There was one piece of art that I remember so vividly that it feels like a ghost.
First I drew the landscapes. I was obsessed with categorizing landscapes—plateau, prairie, tundra, mountain, swamp, tropical and deciduous forest.
The picture I remember best from the set was a jungle with tall, slim-trunked trees and a pillowy green canopy. It was all in crayon. The landscape was the background and the foreground were the Impossibles.
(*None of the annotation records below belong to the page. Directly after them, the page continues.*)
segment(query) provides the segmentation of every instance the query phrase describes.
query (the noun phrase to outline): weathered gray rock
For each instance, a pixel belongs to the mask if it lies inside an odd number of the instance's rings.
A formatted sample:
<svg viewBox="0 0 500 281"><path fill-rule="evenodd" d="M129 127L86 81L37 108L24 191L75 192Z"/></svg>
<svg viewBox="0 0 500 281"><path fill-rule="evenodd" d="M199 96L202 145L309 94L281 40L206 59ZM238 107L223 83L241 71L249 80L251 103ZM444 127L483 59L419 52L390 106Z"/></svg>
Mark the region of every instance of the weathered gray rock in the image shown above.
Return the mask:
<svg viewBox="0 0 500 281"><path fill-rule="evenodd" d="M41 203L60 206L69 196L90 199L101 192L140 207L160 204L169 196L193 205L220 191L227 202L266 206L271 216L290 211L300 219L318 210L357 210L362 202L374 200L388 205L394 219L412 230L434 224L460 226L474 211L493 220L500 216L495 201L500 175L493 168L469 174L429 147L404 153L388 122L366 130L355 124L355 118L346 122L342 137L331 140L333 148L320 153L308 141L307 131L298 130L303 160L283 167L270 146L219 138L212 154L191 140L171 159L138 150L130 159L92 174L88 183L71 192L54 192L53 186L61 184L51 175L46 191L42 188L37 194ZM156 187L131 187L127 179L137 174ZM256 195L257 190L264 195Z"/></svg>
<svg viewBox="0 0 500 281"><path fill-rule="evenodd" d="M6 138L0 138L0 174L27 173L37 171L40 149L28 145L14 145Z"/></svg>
The animals I created to populate the jungle—and the desert and the flood plains and the rest of it—weren’t real and they weren’t collages of different animals. No ligers, no wholphins. They were improvised, shaped by instinct. Lots of intention behind the shape and color, but not a single thought given to biological function or practical probability. In fact, the more improbable the animal was, the more powerful I felt in creating it, in snipping it free from the paper I’d drawn it on, in taping it in place on the jungle I’d created.
What was intoxicating wasn’t the idea that I can create the world, or I can create life. It was this: I can create something that never was before. I remember how frightened I was of the depth of emotion I’d uncovered in drawing the things. I magneted the pictures to the fridge and then found excuses to pass through the kitchen and reexamine what I’d created. I was hypnotized. I couldn’t stay away.
I can do this for the rest of my life, I thought. I can do this forever and be happy.